IX THE FOUR PRINCIPLES OF LOGIC

Since this work wishes to demonstrate the positive outcome of philosophy, the reader may ask the author what are his proofs that instead of the quintessence of thousands of years of philosophical work he is not offered the elaboration of any individual philosopher, or even that of the author himself.

In reply I wish to say that my work would be rendered uselessly voluminous by quotations from the works of the most prominent philosophical writers, without proving anything, since the words of one often contradict those of another.

What is said by Kant, Fichte, Schelling, or Hegel, in one place of any of their works, is at least considerably modified, if not contradicted, in another place of the same work. It is of little consequence, how and by whose help I have arrived at the positive outcome of philosophy as here rendered. Whether it is the actual outcome or not can be judged only by the expert, and every opinion is necessarily very subjective.

Under the circumstances I, as author, claim that my opinion is worth as much as any other, and the reader may therefore accept my assurance. As to the further value of that which I offer, it is a peculiarity of the subject under discussion that every reader carries it and its experiences within himself and may, without consulting any other author, at once draw his own conclusions about my views, provided he has acquired the necessary training in thought. What a traveler tells us about the interior of Africa must either be believed to the letter or verified by the accounts of other travelers. But what I say about logic will, I hope, find its corroboration in the logic of every reading brain.

The theory of understanding which has become the special object of philosophy, is nothing else, and cannot be anything else, but expanded logic. Many practical rules and laws of this department are known and recognized since the time of Aristotle. But the question whether there is one world or two, a natural and unnatural, or supernatural as it is called with preference, that is the point which has given much trouble to philosophy and which will influence the health of logic so long as it is undecided.

Dr. Friedrich Dittes, director of the institute of pedagogy in Vienna, has published a School of Pedagogy, several editions of which have appeared, in which he gives much attention to logic. Dittes is a prominent pedagogue, well known through his writings. He confines himself in his School to teaching only that which is well established and accepted without a doubt. As a practical man who addresses himself mainly to teachers of primary grades, he would not place himself on the pinnacle of the outcome of philosophy, even if he could. He must confine himself to that which is well established, which is far removed from the disputes of the day. But it may here serve as a whetstone by the help of which we may give to the positive product of philosophy its latest and greatest sharpness.

He writes right in the beginning of the first part: "Our ideas are as manifold as the objects to which they refer. Several things may have many or few, or at least one quality, in common. Still they may also be totally different."

This last point, viz., that there may be things which are "totally" different from one another, is the one which is decidedly rejected by that science which has risen to the eminence of the positive acquisition of philosophy.
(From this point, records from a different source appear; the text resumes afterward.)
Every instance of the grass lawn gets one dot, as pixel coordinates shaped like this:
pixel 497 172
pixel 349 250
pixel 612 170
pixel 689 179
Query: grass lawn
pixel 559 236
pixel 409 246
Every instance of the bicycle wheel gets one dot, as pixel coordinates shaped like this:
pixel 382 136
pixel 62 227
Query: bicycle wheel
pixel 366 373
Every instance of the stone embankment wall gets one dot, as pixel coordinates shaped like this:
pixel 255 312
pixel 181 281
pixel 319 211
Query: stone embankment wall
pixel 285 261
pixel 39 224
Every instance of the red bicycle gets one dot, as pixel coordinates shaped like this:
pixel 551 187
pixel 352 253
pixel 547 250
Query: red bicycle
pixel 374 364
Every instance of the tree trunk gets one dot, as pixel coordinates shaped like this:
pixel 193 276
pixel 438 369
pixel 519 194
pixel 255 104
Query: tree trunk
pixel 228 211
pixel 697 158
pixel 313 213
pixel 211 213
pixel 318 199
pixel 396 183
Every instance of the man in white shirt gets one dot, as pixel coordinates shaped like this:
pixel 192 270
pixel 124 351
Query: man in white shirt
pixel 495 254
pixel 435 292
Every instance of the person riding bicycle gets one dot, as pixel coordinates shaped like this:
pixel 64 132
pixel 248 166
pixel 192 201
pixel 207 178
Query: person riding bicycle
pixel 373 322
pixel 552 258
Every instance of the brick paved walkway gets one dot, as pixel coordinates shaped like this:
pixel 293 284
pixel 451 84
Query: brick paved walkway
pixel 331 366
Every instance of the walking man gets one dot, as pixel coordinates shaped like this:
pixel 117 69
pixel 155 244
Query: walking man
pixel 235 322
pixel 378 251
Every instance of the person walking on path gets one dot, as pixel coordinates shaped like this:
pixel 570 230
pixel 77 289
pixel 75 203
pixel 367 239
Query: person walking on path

There can be no natural things which are "totally" different from one another, because they must all of them have in common the quality of being natural.

It sounds very commonplace to say that there are no unnatural things in nature. Since the last witch was burnt, everybody is sufficiently enlightened to know that. But the logical conclusions of natural monism have not yet been drawn. True, natural science, properly socalled, is busily engaged in arriving at them. But so much more strife is there in the "science of mind" and there is no other remedy but a well founded theory of understanding which teaches that nature is not alone absolute nature, but also the nature of the absolute. From this doctrine it necessarily follows that all things are not individually independent, but related by sex, dependent children, "predicates" of the monistic unity of the world.